THE GRUESOME TWOSOME
is as close as you’re ever going to get to a Herschell Gordon Lewis
giallo. The disappearance of several college girls sparks the
obsessive curiosity of a pretty blond named Kathy. Her investigation
leads her to a wig shop run by a kindly old woman named Mrs. Pringle,
a widow living with her stuffed cat Napoleon and her mentally
challenged son Rodney. What Kathy doesn’t know is that Mrs. Pringle
is the culprit, a psychopath luring young college girls to her home
with the promise of a cheap room to rent. Once the trap is sprung,
Rodney murders the co-eds and messily scalps them. Their long locks
of hair are then turned into Mrs. Pringle’s fancy wigs.
In case you’re
wondering, yes, I did just sum up the entire plot of this film in
five sentences. Lewis’ 1967 return to full-on splatter isn’t
exactly teeming with narrative. In fact, it begins with a bizarre
puppet scene of two mannequin heads, each adorned with paper mache
eyes and mouths, discussing the events of the film. The only reason
this scene exists is to help pad the run time out to feature length.
It isn’t the only bit of padding either. There’s a damn near five
minute long scene of college girls dancing on beds in negligees
crammed in there too. As we know who the killer is right from the get
go, there wasn’t much need for a seven and a half minute long scene
of a curious Kathy following her school’s suspicious Swedish
janitor to his home. Red herrings don’t work if you know the
killer’s identity.
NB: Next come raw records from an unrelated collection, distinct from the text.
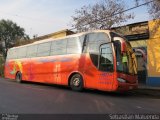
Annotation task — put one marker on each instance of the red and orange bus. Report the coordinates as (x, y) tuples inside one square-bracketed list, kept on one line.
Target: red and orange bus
[(99, 59)]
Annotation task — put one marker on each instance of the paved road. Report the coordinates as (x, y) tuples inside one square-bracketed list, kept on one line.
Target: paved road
[(37, 98)]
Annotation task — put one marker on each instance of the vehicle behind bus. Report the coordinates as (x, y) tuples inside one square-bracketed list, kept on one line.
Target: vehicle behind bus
[(100, 60)]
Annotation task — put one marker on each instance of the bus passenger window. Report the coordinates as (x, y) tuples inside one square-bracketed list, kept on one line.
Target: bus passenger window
[(106, 58)]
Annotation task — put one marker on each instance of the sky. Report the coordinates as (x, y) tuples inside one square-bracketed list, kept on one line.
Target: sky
[(41, 17)]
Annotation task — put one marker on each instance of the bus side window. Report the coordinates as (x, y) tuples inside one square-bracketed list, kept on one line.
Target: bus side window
[(58, 47), (74, 45), (43, 49), (32, 51), (22, 52), (12, 54), (106, 58)]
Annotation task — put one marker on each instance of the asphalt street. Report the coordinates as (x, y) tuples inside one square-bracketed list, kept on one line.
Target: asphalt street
[(29, 98)]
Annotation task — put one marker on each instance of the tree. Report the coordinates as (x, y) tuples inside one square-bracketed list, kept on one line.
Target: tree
[(10, 32), (100, 16), (153, 8)]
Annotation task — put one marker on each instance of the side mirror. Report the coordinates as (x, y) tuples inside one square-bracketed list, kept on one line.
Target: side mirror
[(123, 47)]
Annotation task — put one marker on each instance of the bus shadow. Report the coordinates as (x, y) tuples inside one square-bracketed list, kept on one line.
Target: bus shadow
[(139, 93)]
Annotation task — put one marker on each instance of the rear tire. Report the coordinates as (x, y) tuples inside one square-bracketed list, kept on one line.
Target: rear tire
[(19, 77), (76, 82)]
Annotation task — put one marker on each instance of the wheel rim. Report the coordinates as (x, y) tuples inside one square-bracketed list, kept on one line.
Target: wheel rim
[(76, 82)]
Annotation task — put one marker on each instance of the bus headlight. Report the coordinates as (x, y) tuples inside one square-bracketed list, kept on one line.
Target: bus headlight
[(121, 80)]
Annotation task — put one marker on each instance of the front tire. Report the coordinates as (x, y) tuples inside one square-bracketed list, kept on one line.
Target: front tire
[(19, 77), (76, 82)]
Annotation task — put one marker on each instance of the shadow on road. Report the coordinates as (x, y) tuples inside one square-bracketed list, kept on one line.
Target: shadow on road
[(139, 93)]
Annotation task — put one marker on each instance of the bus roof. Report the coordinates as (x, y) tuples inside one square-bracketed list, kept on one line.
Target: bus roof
[(52, 39)]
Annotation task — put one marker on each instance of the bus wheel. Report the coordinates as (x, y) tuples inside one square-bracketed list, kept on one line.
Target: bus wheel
[(76, 82), (19, 77)]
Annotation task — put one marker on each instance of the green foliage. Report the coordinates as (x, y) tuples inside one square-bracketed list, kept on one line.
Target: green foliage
[(102, 15), (10, 32)]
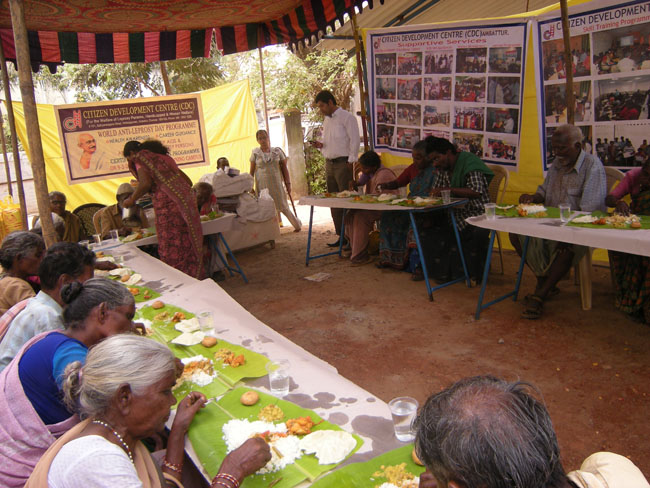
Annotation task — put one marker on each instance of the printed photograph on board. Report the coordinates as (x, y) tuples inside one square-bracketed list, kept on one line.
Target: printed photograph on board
[(438, 62), (469, 142), (501, 149), (407, 138), (505, 59), (385, 64), (409, 64), (622, 50), (471, 60), (504, 120), (386, 113), (470, 89), (471, 118), (409, 89), (409, 114), (555, 102), (622, 98), (623, 145), (437, 88), (555, 65), (386, 88), (503, 90), (436, 116)]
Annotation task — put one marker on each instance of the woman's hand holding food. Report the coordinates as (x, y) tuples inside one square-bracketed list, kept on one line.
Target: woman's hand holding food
[(187, 409), (246, 459)]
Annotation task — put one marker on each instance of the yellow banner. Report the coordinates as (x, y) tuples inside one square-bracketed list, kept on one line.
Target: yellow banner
[(230, 126)]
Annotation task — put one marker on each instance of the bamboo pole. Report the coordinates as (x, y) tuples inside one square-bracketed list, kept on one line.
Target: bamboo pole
[(266, 110), (362, 92), (163, 73), (14, 138), (4, 155), (568, 63), (31, 119)]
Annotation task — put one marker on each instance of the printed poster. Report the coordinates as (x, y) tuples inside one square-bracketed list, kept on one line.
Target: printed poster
[(93, 135), (610, 59), (463, 83)]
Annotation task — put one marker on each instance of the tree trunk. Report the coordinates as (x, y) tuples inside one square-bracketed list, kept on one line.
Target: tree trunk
[(297, 169), (31, 119)]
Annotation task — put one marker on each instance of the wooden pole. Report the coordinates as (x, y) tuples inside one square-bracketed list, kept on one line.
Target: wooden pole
[(31, 119), (4, 155), (163, 73), (568, 63), (266, 110), (362, 92), (14, 137)]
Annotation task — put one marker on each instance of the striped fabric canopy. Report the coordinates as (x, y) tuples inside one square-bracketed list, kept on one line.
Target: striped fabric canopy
[(59, 32)]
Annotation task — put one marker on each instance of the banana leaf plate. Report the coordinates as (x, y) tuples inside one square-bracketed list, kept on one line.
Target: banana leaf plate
[(206, 435), (361, 475)]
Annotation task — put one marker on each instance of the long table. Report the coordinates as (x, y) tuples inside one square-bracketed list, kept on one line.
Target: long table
[(348, 204), (214, 229), (315, 384), (635, 241)]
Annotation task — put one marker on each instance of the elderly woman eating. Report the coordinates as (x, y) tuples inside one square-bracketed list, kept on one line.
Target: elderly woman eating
[(359, 223), (32, 413), (122, 403)]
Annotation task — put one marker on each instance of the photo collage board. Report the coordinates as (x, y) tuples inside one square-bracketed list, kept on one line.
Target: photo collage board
[(610, 51), (462, 83)]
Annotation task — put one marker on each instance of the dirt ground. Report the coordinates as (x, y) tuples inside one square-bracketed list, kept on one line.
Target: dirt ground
[(379, 329)]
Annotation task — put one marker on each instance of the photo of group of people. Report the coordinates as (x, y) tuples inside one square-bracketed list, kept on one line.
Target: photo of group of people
[(471, 60), (612, 90), (409, 64), (502, 120), (501, 149), (436, 116), (469, 118), (386, 88), (438, 88), (556, 104), (622, 98), (469, 142), (386, 113), (439, 62), (385, 64), (470, 89), (409, 89), (555, 66), (505, 59), (407, 138), (504, 90), (409, 114), (622, 50), (476, 91)]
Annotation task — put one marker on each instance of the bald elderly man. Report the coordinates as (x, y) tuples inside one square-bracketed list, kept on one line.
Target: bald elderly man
[(576, 178)]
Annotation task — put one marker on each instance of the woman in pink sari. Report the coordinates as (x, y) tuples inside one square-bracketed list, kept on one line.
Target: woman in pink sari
[(359, 223), (180, 238)]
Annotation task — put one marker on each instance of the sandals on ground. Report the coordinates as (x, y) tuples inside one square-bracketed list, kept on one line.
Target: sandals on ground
[(534, 307)]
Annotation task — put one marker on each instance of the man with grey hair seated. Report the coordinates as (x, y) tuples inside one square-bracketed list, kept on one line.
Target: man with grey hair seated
[(575, 178), (484, 432)]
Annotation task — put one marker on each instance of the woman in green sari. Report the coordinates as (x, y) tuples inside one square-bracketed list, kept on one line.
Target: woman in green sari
[(467, 177), (631, 273)]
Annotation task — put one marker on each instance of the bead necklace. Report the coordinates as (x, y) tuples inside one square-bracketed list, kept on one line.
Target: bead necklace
[(119, 438)]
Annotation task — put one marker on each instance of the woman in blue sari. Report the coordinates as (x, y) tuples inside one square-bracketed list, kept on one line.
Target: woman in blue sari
[(394, 226)]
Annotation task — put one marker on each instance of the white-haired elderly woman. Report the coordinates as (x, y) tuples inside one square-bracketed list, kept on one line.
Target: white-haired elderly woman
[(32, 412), (123, 402), (20, 254)]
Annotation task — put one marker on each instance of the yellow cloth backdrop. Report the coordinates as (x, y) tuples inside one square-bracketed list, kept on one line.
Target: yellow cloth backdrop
[(230, 125)]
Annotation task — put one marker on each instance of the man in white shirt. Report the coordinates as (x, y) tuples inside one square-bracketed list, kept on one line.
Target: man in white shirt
[(340, 147)]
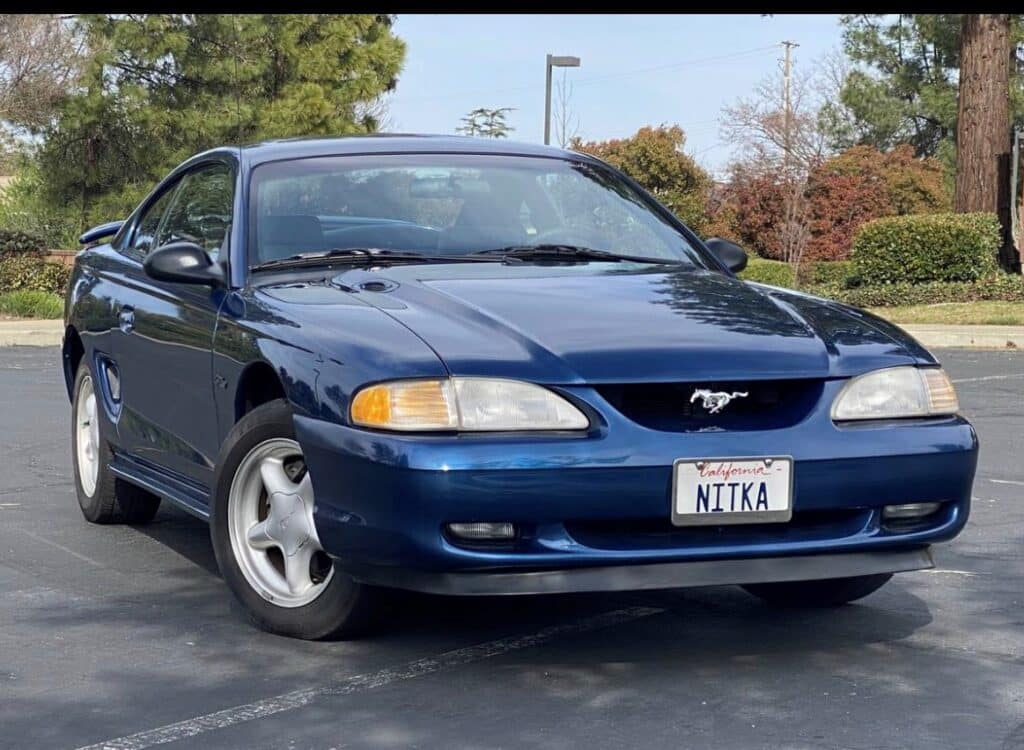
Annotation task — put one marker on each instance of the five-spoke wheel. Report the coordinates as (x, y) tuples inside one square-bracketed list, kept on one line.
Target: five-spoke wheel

But the film really needed to be 70 minutes so….
With Kathy filling
the required amateur detective role, the second most important bit of
the giallo formula would be the murder set pieces. How does THE
GRUESOME TWOSOME stack up, you ask? Well, the film might be suspense
free, but it is not without its fair share of nauseating violence.
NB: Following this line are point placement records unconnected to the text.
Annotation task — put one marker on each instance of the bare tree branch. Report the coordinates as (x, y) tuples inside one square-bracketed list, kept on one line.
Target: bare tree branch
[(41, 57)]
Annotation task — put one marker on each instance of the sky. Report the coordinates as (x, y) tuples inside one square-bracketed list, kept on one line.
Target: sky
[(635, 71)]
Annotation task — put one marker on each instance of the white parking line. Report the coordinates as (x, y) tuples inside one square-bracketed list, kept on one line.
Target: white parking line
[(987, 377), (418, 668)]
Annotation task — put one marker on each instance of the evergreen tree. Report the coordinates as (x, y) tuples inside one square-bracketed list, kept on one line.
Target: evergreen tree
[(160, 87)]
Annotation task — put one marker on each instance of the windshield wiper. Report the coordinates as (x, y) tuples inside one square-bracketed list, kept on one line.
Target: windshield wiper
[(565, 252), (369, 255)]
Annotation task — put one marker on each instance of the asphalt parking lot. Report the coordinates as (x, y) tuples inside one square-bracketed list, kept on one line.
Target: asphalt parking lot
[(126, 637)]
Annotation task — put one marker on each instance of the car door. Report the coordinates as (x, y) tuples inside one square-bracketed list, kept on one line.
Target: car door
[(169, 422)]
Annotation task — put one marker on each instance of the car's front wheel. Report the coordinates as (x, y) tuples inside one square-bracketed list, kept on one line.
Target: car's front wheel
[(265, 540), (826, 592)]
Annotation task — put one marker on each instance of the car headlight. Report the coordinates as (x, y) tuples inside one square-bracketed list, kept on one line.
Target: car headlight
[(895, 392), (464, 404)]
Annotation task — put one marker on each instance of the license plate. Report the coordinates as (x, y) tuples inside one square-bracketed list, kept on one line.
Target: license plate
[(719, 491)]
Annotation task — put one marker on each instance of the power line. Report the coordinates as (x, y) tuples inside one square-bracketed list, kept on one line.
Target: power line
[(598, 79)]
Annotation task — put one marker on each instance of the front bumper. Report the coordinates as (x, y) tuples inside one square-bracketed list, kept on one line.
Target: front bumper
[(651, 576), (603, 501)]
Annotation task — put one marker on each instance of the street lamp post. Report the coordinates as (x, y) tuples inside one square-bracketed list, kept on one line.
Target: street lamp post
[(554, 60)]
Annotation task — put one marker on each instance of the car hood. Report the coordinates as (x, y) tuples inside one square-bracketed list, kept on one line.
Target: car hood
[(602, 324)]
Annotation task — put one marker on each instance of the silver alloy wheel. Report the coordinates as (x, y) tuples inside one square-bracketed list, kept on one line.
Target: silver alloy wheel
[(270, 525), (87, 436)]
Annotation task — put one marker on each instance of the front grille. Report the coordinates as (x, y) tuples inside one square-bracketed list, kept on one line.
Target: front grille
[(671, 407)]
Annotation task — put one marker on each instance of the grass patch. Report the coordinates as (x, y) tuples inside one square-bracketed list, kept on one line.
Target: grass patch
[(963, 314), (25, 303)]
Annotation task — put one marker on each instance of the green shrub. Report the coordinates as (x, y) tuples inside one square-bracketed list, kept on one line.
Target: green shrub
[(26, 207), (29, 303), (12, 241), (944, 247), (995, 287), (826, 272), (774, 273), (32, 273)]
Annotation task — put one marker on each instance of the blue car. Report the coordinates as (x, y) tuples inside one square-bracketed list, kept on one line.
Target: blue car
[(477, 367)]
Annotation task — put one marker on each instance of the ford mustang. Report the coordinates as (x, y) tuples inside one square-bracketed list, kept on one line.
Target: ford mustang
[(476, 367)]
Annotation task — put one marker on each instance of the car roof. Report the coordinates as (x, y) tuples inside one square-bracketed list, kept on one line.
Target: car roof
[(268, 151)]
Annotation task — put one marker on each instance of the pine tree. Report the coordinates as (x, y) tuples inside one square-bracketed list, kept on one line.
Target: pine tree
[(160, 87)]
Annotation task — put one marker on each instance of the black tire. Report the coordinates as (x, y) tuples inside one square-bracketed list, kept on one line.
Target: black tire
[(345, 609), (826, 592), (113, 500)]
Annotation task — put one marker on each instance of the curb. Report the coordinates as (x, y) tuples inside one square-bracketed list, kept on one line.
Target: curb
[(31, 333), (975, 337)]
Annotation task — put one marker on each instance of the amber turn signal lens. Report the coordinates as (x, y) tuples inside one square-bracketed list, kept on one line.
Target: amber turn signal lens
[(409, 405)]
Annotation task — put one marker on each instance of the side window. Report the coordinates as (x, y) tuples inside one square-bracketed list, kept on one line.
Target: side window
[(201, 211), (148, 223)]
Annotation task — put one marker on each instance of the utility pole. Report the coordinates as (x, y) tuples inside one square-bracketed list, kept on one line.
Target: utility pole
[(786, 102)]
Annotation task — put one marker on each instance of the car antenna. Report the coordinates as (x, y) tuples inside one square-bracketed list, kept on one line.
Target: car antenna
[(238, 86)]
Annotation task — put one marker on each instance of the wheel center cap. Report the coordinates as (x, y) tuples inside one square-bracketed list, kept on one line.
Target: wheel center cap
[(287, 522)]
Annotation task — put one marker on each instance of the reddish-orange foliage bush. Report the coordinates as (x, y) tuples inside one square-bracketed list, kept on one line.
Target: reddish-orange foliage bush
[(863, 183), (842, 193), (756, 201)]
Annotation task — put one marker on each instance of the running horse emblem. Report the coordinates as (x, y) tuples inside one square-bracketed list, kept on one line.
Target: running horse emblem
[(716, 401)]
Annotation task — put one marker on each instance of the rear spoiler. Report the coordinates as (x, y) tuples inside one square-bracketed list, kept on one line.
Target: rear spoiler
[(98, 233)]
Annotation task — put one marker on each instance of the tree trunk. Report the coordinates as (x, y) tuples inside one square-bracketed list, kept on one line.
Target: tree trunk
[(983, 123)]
Released a scant 19 days after Lewis’ anemic vampire thriller A
TASTE OF BLOOD, THE GRUESOME TWOSOME dives straight back down the
rabbit hole of excess with a handful of grotesque murders. Each
scalping results in a nasty sludge of tomato paste running down a
victim’s face. Rodney uses an electric carving knife to slowly
decapitate a woman. A down-on-her-luck lass looking to sell her locks
for a few bucks is graphically disemboweled. It’s sick, gooey
stuff.
The nasty gore sits
alongside a generous helping of Lewis’ typical black humor. There’s
a really weird scene of Kathy and her boyfriend Dave at the drive-in.
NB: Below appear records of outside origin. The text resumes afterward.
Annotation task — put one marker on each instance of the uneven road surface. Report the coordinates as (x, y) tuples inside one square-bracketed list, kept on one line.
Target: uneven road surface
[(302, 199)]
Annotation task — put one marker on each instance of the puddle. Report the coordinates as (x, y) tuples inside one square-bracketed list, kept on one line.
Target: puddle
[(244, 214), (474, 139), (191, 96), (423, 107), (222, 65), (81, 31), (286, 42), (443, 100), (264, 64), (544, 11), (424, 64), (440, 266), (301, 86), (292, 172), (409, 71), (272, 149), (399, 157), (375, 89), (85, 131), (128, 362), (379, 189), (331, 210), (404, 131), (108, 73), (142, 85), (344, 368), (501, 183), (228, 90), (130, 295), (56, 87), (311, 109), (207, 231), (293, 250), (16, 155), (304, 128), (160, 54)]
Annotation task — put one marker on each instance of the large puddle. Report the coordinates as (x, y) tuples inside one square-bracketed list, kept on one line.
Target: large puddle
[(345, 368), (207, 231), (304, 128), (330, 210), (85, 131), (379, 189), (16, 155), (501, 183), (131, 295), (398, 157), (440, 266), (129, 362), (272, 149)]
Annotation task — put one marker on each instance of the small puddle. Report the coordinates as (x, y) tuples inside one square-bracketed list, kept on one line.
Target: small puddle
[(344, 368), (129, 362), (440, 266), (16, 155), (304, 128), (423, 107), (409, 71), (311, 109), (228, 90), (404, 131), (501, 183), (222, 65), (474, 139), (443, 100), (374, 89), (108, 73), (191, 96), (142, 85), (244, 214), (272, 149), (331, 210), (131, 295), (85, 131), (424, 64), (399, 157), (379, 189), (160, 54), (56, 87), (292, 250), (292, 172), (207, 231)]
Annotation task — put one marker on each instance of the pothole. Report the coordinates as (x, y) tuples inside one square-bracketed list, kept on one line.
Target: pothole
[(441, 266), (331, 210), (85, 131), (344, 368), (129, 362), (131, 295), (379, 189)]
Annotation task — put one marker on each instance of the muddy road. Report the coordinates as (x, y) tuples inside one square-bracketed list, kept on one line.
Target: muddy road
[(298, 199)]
All she wants to do is talk about the unsolved murders. All he wants
to do is make out. Their scenes are intercut with the movie playing
on the drive-in screen, a pretentious arthouse film all about a man
eating potato chips and squishing fruit while his off-screen lover
tells him how much she adores him. The aforementioned slumber party
scene features our nightgown wearing babes eating from a bucket of
Kentucky Fried Chicken as they shuffle suggestively to the jazz music
blaring on the soundtrack.
None of it makes
much sense, even the relatively straight forward stuff, but then
again, it’s not really supposed to. It’s a nonsense brew made of
mystery thriller tropes, proto-slasher psychobabble and soft
nudie-cutie moments. It delivers the splatter and a few chuckles, and
that’s about it. It’s as flimsy a plot as you’re likely to
find, carried out in typical Herschell Gordon Lewis fashion. It’s
easy going sleaze. Take it or leave it.